Irak Savaşı'nda kan pazarlığı

AKP, iktidara geldiğinde Ortadoğu'nun birinci gündemi ABD'nin Irak'ta girişeceği askeri operasyondu. Bu süreçte ABD, Irak'ta bulunduğunu iddia ettiği ancak sonradan gerçeği yansıtmadığı anlaşılan kitle imha silahlarının varlığını gerekçe göstererek, Irak'a yönelik işgal hazırlıklarına başlamıştı. ABD'nin Türkiye'den talebi, işgal güçlerinin "Kuzey Cephesi"ni oluşturmak üzere Türkiye üzerinden Irak'a girmesine izin verilmesi, yine Türkiye'de bulunan askeri üslerin ABD ordusunun kullanımına açılması ve TSK'nın savaş esirlerinin denetimi gibi konularda ABD'ye destek sağlaması yönündeydi. Yine bu günlerde ABD, pazarlık unsuru olarak Türkiye'ye 20 milyar dolarlık bir yardım paketi önerdi.

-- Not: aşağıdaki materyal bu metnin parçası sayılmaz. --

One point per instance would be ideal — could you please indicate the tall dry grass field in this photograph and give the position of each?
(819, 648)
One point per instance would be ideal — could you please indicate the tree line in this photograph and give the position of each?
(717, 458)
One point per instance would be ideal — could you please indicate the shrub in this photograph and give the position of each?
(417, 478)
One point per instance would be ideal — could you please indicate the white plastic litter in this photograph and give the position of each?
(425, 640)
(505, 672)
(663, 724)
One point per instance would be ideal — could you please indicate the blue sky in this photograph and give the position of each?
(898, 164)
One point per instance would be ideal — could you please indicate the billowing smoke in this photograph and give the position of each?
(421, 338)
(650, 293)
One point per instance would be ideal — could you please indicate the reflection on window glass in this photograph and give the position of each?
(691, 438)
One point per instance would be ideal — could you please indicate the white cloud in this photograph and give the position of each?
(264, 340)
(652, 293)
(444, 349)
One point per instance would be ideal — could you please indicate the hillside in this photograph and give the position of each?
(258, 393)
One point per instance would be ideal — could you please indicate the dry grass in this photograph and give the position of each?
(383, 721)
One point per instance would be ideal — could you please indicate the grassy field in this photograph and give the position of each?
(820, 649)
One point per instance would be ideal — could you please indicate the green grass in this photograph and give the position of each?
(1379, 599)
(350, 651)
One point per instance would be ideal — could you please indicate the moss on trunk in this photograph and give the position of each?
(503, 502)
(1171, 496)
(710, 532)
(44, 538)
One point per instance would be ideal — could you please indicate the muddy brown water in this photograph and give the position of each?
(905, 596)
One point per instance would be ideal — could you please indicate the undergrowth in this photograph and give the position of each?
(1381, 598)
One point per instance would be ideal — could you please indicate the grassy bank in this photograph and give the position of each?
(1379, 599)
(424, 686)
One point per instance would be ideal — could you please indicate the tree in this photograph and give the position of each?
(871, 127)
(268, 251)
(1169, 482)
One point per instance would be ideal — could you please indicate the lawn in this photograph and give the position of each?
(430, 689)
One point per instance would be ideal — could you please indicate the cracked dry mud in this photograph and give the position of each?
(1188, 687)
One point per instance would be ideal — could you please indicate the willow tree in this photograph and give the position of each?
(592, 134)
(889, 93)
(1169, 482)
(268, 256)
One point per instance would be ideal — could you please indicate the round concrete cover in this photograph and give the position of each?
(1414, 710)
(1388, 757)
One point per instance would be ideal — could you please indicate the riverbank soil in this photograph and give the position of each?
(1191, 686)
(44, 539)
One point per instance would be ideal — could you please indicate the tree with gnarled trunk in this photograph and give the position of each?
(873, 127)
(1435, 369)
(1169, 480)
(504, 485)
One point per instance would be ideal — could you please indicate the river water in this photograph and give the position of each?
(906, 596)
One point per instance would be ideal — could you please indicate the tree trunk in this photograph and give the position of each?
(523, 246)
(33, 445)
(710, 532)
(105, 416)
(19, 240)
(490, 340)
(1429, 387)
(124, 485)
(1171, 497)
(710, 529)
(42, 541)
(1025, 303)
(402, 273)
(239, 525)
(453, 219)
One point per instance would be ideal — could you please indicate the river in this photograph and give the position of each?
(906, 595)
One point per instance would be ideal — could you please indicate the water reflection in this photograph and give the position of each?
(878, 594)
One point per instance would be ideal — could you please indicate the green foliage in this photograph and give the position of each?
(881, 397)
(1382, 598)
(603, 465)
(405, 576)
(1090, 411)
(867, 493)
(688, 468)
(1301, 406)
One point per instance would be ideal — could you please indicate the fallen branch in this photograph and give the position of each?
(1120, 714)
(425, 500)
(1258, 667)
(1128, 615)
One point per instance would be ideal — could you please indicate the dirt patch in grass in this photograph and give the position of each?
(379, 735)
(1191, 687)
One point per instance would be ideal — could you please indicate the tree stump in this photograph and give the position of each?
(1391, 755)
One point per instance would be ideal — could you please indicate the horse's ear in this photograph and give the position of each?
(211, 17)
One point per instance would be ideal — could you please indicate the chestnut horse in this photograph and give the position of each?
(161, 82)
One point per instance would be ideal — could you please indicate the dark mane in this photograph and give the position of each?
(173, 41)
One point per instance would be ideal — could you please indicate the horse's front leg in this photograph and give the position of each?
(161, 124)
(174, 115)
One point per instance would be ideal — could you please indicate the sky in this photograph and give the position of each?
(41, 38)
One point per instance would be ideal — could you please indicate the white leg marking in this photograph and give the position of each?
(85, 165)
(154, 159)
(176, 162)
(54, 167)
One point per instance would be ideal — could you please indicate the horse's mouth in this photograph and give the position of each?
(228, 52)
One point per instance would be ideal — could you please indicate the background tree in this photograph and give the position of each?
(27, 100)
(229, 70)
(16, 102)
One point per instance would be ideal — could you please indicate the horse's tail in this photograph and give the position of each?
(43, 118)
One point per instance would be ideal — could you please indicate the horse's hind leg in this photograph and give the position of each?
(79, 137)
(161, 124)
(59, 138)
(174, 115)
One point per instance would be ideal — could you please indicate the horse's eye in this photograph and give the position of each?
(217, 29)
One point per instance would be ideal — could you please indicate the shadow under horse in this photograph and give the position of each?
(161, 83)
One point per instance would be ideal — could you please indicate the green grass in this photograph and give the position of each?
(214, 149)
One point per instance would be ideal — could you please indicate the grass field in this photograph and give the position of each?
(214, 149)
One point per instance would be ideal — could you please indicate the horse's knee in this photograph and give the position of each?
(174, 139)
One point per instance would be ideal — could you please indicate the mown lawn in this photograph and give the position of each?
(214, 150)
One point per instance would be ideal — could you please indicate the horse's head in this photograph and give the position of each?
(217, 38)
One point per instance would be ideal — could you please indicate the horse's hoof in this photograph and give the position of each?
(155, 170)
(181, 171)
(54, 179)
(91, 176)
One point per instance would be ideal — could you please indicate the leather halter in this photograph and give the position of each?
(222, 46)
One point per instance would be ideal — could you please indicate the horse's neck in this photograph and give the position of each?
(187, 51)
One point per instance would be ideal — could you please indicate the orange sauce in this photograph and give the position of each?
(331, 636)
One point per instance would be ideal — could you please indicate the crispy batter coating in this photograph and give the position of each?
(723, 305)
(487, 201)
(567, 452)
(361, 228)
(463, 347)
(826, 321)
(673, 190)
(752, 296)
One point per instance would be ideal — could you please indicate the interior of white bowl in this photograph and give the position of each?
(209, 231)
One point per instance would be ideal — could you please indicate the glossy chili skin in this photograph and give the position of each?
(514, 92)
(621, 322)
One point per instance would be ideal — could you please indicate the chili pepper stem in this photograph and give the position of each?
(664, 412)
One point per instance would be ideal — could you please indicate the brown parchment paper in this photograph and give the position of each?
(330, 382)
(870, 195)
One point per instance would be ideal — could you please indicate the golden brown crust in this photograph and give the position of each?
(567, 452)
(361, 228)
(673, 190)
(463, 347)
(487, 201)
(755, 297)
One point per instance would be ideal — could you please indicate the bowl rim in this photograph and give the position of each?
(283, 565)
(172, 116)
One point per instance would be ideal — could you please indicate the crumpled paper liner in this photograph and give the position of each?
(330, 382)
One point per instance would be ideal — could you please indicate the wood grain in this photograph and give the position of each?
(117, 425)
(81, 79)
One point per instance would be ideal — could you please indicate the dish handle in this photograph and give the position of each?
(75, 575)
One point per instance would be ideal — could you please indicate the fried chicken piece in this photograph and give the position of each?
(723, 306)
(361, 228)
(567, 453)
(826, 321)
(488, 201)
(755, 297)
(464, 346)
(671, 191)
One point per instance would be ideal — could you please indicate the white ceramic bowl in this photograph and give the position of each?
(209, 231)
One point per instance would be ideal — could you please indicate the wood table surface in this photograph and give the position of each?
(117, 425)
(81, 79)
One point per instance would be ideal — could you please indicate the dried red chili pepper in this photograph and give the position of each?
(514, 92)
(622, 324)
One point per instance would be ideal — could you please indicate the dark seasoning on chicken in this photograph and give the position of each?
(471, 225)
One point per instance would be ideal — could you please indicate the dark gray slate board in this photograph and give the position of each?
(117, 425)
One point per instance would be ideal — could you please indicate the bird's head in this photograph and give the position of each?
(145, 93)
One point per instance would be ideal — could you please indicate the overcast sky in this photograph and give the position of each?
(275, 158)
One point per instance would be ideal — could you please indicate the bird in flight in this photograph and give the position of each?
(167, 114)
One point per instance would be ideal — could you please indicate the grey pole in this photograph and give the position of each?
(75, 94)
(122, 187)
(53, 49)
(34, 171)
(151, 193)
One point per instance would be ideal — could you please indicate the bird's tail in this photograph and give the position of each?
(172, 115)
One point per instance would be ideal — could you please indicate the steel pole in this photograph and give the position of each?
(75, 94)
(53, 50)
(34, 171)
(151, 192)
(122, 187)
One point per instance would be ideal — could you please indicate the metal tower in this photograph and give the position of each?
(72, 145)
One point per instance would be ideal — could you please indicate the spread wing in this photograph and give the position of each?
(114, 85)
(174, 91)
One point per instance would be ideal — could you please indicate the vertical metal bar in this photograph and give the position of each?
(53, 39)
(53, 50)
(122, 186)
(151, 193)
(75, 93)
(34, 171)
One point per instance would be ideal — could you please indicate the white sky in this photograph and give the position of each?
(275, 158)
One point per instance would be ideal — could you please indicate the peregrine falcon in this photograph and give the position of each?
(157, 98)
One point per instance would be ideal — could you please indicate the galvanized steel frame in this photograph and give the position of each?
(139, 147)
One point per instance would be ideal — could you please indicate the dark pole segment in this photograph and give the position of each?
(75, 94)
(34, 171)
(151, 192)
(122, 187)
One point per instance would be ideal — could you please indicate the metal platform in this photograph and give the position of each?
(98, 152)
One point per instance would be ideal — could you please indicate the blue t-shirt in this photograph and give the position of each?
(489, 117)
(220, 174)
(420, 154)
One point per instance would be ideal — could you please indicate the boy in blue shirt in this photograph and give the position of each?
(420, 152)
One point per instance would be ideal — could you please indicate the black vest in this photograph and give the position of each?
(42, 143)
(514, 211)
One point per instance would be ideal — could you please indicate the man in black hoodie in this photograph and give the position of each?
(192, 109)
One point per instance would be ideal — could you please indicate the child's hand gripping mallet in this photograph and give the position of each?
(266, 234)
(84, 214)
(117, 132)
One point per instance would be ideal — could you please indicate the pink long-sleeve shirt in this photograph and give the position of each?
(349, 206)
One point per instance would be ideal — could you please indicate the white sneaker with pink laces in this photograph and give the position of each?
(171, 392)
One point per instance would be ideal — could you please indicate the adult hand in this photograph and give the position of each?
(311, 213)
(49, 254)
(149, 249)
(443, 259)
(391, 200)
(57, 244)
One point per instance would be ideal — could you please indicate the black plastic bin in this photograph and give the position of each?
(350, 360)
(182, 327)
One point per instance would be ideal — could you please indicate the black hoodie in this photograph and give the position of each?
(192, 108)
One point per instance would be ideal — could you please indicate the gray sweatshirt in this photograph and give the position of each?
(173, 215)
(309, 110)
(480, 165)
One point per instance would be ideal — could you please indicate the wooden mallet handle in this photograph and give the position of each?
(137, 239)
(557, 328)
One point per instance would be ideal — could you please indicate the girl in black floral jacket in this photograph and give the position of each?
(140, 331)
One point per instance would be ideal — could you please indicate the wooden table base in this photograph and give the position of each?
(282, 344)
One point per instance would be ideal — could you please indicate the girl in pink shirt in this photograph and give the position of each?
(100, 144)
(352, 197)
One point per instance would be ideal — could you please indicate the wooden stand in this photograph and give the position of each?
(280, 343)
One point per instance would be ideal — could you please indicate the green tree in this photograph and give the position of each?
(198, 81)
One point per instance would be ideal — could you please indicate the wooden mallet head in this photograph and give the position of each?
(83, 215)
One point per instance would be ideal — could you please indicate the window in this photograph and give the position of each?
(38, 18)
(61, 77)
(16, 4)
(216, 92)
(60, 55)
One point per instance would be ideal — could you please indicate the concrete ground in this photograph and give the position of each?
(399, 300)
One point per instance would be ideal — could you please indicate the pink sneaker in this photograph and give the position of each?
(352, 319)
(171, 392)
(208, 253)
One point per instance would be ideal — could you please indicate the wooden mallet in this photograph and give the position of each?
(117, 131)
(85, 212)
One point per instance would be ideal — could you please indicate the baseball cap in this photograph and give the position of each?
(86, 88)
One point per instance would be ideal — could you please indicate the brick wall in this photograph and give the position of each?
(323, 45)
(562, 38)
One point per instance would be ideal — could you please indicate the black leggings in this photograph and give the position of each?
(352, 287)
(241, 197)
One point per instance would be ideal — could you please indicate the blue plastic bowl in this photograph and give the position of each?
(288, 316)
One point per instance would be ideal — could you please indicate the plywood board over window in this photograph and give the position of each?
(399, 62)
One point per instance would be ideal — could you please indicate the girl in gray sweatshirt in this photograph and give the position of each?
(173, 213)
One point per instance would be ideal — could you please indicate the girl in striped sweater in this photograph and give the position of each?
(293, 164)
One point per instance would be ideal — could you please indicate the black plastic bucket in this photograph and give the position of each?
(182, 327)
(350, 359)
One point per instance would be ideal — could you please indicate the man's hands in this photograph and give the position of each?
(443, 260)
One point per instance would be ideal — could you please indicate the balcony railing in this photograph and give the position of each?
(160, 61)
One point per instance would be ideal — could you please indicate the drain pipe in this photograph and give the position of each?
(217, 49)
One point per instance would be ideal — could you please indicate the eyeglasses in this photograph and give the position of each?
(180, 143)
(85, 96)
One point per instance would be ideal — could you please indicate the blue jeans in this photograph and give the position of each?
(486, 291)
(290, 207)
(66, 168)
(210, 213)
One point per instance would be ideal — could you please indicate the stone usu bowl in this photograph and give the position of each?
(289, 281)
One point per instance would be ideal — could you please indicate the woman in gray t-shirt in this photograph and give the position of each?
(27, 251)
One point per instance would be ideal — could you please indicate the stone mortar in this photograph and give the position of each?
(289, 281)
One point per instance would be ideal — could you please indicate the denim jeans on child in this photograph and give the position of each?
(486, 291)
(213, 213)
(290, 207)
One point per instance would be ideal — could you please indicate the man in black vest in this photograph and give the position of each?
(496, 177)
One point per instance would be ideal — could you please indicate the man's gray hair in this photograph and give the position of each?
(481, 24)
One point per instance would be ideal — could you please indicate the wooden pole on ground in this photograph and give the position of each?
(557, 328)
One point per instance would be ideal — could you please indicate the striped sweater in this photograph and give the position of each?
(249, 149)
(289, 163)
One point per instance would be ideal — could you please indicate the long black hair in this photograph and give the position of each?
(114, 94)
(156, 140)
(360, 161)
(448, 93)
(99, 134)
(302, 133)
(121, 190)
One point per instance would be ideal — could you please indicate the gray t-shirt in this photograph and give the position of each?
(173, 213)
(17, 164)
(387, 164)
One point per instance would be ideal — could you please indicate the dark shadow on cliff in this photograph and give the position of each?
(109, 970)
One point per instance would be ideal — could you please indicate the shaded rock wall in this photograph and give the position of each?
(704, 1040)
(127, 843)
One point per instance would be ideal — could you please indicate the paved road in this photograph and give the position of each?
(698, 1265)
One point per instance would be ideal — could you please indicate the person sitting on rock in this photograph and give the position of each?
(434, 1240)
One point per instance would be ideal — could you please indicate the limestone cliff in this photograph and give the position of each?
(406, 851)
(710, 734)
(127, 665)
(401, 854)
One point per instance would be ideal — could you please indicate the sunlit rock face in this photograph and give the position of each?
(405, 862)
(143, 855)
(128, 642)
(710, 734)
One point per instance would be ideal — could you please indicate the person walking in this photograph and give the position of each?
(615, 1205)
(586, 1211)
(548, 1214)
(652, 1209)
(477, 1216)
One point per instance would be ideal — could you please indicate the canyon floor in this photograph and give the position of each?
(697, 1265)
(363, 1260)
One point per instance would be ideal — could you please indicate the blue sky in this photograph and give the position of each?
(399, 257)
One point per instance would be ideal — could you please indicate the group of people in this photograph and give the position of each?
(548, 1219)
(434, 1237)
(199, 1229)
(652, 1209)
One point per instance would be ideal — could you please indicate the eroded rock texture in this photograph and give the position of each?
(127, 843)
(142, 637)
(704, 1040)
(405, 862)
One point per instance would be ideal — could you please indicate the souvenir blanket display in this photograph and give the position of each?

Libya'da pastadan istediği payı alamayan AKP iktidarı, Suriye cephesinde başından beri hevesli davrandı. Bu süreçte ABD'nin doğrudan askeri müdahaleye sıcak bakmaması, Suriye'ye dönük belirli operasyonların Katar, Suudi Arabistan ve Türkiye üzerinden gerçekleştirilmek istemesi ve AKP'nin bu role hevesle sarılması, "taşeronluk" yorumlarını beraberinde getirdi.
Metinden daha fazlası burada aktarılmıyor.